In [9]:
import math
import numpy as np
from typing import List


def sigmoid(x):
    return 1 / (1 + np.exp(-x))


def sigmoid_derivative(x):
    return sigmoid(x) * (1 - sigmoid(x))


class SimpleNetwork:
    """A simple feedforward neural network with sigmoid activation."""

    @classmethod
    def random(cls, *layer_units: int):
        def xavier_init(n_in, n_out):
            epsilon = math.sqrt(6) / math.sqrt(n_in + n_out)
            return np.random.uniform(-epsilon, epsilon, size=(n_in, n_out))

        layer_weights = [xavier_init(i, o) for i, o in zip(layer_units, layer_units[1:])]
        return cls(*layer_weights)

    def __init__(self, *layer_weights: np.ndarray):
        self.layer_weights = list(layer_weights)

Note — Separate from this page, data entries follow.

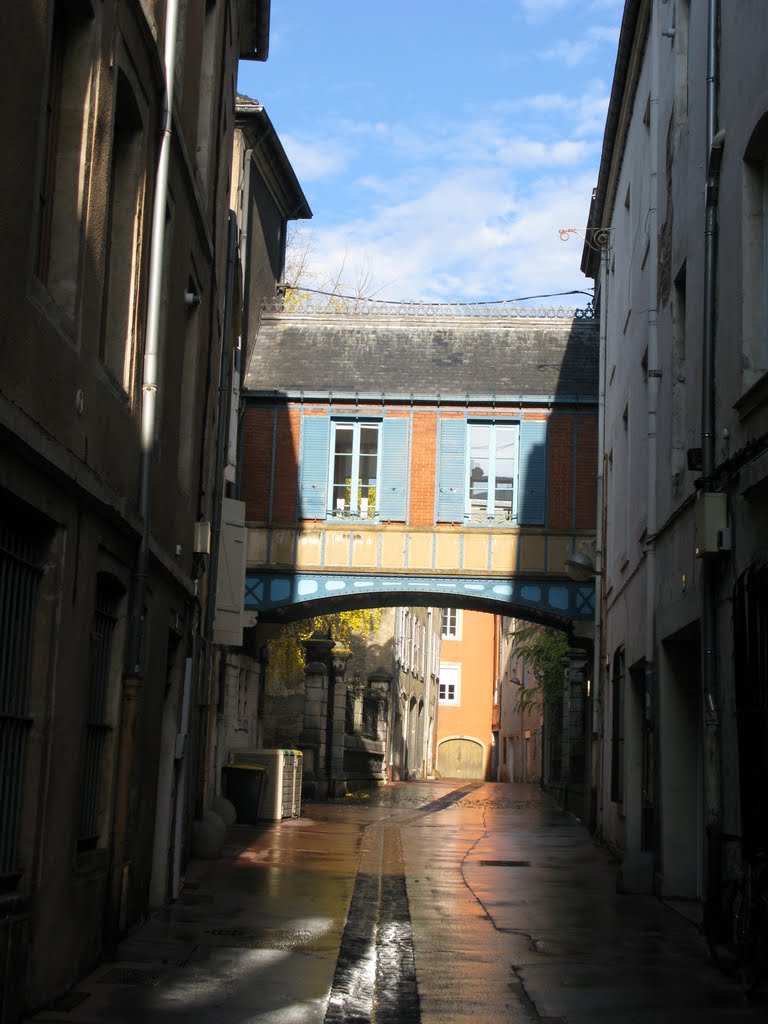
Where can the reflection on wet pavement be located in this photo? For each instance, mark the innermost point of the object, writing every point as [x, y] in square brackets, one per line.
[424, 903]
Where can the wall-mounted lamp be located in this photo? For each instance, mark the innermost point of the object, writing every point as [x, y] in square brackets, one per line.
[581, 567]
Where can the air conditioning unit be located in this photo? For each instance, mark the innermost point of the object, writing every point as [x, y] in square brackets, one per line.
[282, 792]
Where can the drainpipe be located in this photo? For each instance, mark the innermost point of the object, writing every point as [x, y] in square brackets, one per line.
[425, 738]
[653, 376]
[132, 685]
[715, 140]
[597, 674]
[218, 495]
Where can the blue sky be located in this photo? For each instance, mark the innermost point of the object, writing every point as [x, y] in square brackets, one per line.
[441, 144]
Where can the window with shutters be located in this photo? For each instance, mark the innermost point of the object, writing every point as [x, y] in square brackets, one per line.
[493, 472]
[353, 468]
[97, 726]
[450, 686]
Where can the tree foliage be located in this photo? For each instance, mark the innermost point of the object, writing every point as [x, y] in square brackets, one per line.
[287, 652]
[543, 648]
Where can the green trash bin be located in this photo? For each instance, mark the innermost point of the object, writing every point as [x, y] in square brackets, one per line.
[244, 786]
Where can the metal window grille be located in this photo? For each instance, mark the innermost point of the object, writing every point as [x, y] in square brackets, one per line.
[19, 576]
[97, 727]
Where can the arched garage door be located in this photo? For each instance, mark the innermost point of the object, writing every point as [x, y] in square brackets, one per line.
[461, 759]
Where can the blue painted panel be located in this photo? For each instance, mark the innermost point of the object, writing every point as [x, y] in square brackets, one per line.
[393, 470]
[451, 470]
[532, 486]
[561, 599]
[315, 432]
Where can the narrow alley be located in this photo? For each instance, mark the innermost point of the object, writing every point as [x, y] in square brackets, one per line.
[433, 902]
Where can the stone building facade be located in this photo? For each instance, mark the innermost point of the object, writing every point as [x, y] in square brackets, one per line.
[677, 246]
[361, 716]
[118, 312]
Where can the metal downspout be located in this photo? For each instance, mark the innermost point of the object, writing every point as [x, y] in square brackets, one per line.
[712, 752]
[218, 494]
[653, 376]
[132, 683]
[596, 766]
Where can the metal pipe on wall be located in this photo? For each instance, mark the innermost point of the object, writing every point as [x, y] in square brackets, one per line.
[712, 753]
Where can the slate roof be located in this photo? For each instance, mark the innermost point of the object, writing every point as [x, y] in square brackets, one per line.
[337, 355]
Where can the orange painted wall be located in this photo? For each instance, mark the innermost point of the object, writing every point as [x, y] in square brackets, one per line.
[476, 652]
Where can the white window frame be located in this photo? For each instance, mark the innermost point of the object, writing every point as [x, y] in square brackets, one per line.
[491, 511]
[451, 632]
[446, 695]
[353, 512]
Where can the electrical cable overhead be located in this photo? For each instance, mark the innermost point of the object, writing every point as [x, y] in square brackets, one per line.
[404, 302]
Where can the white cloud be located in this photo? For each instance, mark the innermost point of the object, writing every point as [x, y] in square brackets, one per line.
[528, 153]
[467, 236]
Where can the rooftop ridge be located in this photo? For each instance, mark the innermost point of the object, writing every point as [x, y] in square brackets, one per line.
[308, 305]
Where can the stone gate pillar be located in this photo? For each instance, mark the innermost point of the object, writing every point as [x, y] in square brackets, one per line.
[314, 735]
[338, 698]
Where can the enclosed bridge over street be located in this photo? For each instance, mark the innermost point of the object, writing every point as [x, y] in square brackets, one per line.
[420, 455]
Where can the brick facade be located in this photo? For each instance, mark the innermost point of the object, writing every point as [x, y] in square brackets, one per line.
[271, 454]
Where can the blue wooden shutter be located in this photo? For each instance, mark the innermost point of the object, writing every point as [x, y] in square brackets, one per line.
[452, 470]
[532, 475]
[393, 469]
[314, 438]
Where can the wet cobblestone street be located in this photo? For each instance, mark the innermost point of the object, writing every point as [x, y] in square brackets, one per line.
[439, 903]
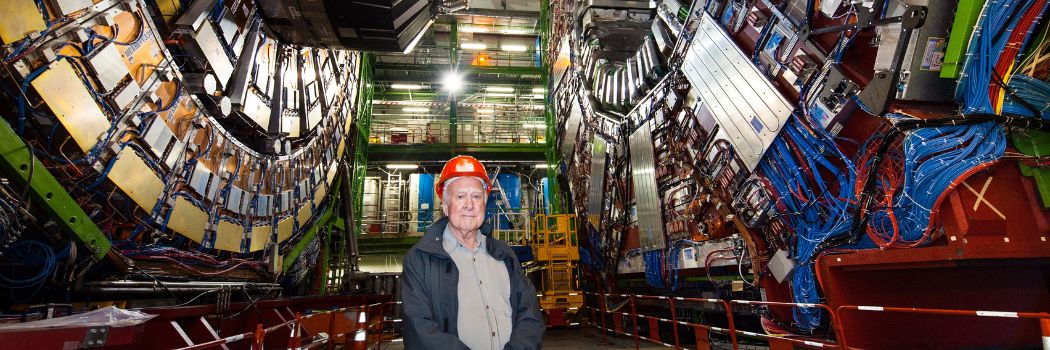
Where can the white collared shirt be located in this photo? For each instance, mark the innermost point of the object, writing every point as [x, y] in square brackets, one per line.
[484, 315]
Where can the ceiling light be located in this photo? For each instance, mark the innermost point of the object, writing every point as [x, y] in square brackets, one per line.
[471, 28]
[499, 88]
[474, 45]
[517, 32]
[453, 82]
[515, 48]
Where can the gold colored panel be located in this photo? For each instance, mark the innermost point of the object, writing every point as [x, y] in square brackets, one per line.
[319, 194]
[188, 220]
[20, 18]
[333, 170]
[285, 229]
[305, 213]
[229, 235]
[65, 94]
[131, 175]
[260, 234]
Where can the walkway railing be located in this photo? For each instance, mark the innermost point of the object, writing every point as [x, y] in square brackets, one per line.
[604, 315]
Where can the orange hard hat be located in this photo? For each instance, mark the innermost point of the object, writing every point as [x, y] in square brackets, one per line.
[462, 166]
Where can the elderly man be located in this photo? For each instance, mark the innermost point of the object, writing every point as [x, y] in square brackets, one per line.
[461, 288]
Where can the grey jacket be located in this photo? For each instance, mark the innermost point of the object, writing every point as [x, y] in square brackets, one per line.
[431, 304]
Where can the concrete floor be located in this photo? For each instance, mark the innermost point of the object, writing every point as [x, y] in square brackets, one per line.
[571, 338]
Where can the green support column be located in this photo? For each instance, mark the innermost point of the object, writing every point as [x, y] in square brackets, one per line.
[453, 100]
[46, 192]
[552, 158]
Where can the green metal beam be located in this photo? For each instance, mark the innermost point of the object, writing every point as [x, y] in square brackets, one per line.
[524, 151]
[17, 161]
[453, 101]
[538, 71]
[553, 158]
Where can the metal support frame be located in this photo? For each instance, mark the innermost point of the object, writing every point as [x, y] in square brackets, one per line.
[17, 161]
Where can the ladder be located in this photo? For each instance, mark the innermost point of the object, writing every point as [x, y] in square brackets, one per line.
[392, 203]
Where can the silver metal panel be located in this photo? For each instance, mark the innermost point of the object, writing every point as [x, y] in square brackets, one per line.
[646, 198]
[127, 95]
[108, 66]
[69, 6]
[200, 180]
[263, 205]
[286, 198]
[742, 101]
[595, 193]
[210, 46]
[233, 204]
[571, 128]
[213, 187]
[158, 137]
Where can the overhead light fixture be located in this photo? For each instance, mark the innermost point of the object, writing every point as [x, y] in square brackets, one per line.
[453, 82]
[517, 32]
[471, 28]
[515, 48]
[495, 88]
[474, 45]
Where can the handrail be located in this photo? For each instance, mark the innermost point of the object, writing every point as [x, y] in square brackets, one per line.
[835, 314]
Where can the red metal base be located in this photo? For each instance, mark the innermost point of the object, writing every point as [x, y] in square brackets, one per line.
[200, 327]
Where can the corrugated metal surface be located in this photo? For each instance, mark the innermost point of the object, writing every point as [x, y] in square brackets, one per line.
[595, 193]
[646, 197]
[742, 101]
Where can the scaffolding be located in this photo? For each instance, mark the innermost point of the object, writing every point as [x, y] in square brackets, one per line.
[557, 249]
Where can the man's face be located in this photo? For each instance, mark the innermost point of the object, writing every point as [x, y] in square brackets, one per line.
[464, 203]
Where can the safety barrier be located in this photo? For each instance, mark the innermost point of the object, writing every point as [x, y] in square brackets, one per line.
[601, 311]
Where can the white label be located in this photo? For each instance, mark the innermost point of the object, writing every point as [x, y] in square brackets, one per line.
[814, 344]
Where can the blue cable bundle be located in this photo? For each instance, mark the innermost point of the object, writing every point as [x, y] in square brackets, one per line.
[935, 160]
[814, 183]
[654, 268]
[989, 40]
[1034, 91]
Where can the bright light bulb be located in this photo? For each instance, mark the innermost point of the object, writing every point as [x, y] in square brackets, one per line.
[474, 45]
[500, 89]
[453, 82]
[515, 48]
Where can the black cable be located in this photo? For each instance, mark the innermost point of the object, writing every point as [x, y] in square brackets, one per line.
[1012, 95]
[28, 180]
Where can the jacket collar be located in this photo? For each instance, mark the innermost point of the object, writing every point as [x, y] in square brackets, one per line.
[432, 240]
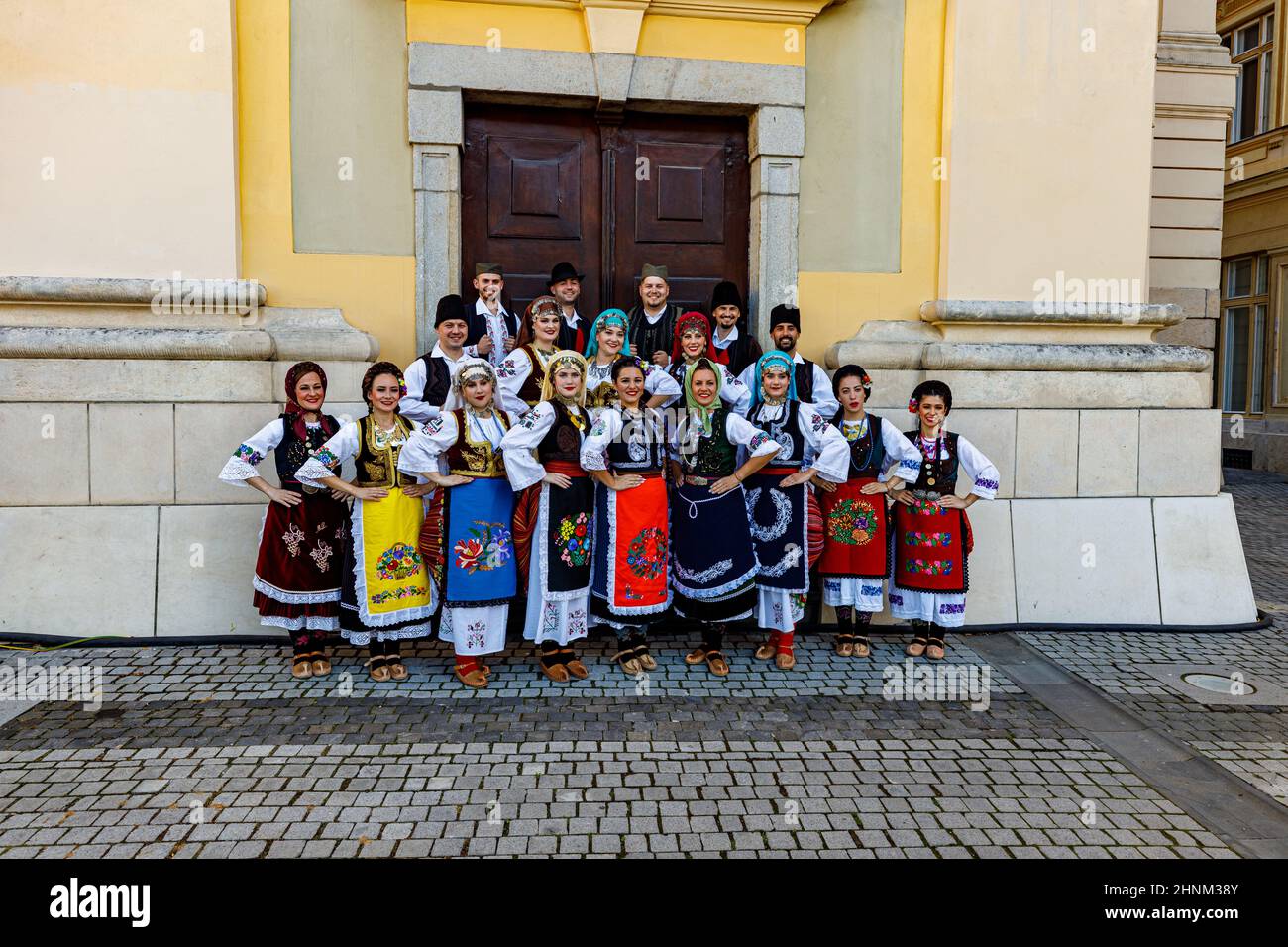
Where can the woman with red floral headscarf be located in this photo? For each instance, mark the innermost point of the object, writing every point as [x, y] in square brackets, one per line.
[692, 341]
[386, 592]
[297, 571]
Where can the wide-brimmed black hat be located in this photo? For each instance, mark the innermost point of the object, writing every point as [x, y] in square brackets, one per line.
[726, 294]
[563, 270]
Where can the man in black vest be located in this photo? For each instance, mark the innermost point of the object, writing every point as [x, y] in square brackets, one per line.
[733, 344]
[812, 385]
[652, 318]
[492, 328]
[565, 285]
[429, 377]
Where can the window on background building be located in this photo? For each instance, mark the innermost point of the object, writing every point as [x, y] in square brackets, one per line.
[1250, 47]
[1244, 303]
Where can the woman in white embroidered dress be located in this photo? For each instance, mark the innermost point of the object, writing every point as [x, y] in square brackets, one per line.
[386, 595]
[542, 457]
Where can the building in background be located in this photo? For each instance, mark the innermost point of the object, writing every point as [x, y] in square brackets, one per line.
[1252, 365]
[1020, 197]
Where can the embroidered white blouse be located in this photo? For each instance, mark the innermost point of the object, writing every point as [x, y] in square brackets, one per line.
[608, 427]
[411, 403]
[657, 380]
[733, 393]
[249, 454]
[978, 467]
[742, 433]
[520, 444]
[825, 449]
[898, 449]
[511, 373]
[425, 449]
[343, 446]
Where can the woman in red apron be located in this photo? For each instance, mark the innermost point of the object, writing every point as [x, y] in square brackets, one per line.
[931, 532]
[855, 525]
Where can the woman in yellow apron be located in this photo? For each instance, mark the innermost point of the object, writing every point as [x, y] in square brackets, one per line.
[385, 592]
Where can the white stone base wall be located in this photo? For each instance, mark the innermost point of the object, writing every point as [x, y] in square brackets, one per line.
[115, 522]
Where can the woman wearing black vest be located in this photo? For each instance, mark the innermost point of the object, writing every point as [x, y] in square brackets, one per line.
[385, 594]
[467, 539]
[931, 534]
[855, 522]
[523, 371]
[542, 455]
[785, 517]
[297, 571]
[626, 454]
[713, 564]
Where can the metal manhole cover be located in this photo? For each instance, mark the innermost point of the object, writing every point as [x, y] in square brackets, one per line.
[1233, 685]
[1218, 684]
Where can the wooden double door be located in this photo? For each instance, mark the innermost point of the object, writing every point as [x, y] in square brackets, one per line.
[608, 195]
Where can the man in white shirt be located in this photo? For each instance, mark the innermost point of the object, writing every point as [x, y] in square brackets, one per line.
[492, 329]
[565, 285]
[429, 377]
[812, 385]
[652, 318]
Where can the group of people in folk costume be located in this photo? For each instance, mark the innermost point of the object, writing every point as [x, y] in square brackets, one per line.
[616, 484]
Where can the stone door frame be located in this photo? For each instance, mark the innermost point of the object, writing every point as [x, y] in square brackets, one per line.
[441, 76]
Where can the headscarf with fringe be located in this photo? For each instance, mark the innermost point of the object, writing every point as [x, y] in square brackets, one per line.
[772, 359]
[609, 317]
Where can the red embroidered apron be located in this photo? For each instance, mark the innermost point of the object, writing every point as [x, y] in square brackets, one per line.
[642, 548]
[930, 548]
[855, 532]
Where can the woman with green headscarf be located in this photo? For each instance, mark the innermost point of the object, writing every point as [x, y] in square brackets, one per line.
[713, 567]
[608, 343]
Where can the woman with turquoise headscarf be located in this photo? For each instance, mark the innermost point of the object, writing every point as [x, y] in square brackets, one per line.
[713, 564]
[785, 518]
[609, 342]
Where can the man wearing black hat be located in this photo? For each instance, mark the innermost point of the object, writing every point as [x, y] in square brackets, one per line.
[492, 329]
[565, 285]
[812, 385]
[429, 377]
[733, 344]
[652, 318]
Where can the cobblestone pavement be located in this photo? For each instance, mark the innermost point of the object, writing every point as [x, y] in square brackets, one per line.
[218, 753]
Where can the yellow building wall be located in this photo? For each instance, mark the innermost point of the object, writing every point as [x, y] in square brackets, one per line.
[376, 294]
[119, 147]
[833, 305]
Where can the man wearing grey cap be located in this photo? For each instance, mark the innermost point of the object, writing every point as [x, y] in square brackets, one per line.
[652, 318]
[492, 329]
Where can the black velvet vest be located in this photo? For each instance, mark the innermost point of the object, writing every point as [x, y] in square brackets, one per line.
[941, 471]
[294, 450]
[867, 454]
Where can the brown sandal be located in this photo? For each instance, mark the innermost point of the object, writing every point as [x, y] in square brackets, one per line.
[629, 660]
[572, 663]
[475, 677]
[935, 648]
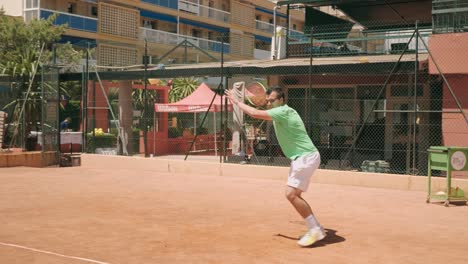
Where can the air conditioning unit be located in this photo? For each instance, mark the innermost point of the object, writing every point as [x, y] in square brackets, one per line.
[278, 44]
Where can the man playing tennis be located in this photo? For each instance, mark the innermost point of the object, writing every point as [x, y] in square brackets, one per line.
[297, 146]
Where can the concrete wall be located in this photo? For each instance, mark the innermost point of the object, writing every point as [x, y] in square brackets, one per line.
[27, 159]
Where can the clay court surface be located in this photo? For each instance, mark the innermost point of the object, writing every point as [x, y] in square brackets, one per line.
[81, 215]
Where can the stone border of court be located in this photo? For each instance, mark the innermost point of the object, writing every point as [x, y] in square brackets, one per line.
[364, 179]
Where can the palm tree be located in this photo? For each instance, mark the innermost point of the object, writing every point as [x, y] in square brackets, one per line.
[182, 88]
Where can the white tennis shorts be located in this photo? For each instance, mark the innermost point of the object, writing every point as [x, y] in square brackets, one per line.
[302, 169]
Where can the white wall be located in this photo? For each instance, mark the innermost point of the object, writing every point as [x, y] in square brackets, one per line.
[12, 7]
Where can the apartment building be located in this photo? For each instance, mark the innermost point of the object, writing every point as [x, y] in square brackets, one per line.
[176, 31]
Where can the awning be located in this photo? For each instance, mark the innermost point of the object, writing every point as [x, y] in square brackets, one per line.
[198, 101]
[203, 25]
[372, 14]
[158, 16]
[262, 38]
[264, 10]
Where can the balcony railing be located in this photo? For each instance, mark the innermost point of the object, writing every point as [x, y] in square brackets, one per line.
[264, 26]
[450, 16]
[204, 11]
[164, 3]
[73, 21]
[358, 42]
[167, 38]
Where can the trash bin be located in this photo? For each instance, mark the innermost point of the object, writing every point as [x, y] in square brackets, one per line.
[447, 159]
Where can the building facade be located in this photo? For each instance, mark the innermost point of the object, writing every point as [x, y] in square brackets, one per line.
[200, 29]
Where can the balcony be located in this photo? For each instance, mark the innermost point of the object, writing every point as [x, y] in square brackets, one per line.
[264, 26]
[450, 16]
[204, 11]
[167, 38]
[73, 21]
[164, 3]
[357, 42]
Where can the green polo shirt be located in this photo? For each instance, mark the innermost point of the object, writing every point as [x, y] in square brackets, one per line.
[290, 131]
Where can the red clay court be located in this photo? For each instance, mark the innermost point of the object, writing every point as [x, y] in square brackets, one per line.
[135, 216]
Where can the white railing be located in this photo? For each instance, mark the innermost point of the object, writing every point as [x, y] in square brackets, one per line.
[163, 37]
[264, 26]
[204, 11]
[158, 36]
[262, 54]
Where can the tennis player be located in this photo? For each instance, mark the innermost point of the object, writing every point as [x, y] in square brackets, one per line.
[297, 146]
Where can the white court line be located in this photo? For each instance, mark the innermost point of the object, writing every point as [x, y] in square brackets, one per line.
[52, 253]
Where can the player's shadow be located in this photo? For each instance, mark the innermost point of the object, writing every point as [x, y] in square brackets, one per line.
[331, 238]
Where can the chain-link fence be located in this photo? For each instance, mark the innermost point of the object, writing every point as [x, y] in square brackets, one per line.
[371, 100]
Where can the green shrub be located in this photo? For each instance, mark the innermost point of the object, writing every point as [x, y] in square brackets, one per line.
[200, 131]
[106, 140]
[175, 132]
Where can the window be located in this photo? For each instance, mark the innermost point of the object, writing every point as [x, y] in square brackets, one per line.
[196, 33]
[94, 11]
[71, 8]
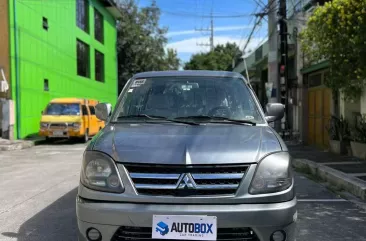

    def predict(self, input_matrix: np.ndarray) -> np.ndarray:
        activations = input_matrix
        for weights in self.layer_weights:
            activations = sigmoid(np.dot(activations, weights))
        return activations

    def predict_zero_one(self, input_matrix: np.ndarray) -> np.ndarray:
        return (self.predict(input_matrix) >= 0.5).astype(int)

    def gradients(self, input_matrix: np.ndarray, output_matrix: np.ndarray) -> List[np.ndarray]:
        activations = [input_matrix]
        weighted_sums = []

        # Forward pass
        for weights in self.layer_weights:
            weighted_sum = np.dot(activations[-1], weights)
            weighted_sums.append(weighted_sum)
            activations.append(sigmoid(weighted_sum))

        # Backward pass
        error = activations[-1] - output_matrix
        gradients = []

        for i in reversed(range(len(self.layer_weights))):
            g = error * sigmoid_derivative(weighted_sums[i])
            grad = np.dot(activations[i].T, g) / input_matrix.shape[0]
            gradients.insert(0, grad)
            error = np.dot(g, self.layer_weights[i].T)

        return gradients

    def train(self, input_matrix: np.ndarray, output_matrix: np.ndarray, iterations: int = 10000, learning_rate: float = 0.1):
        for _ in range(iterations):
            grads = self.gradients(input_matrix, output_matrix)
            for i in range(len(self.layer_weights)):
                self.layer_weights[i] -= learning_rate * grads[i]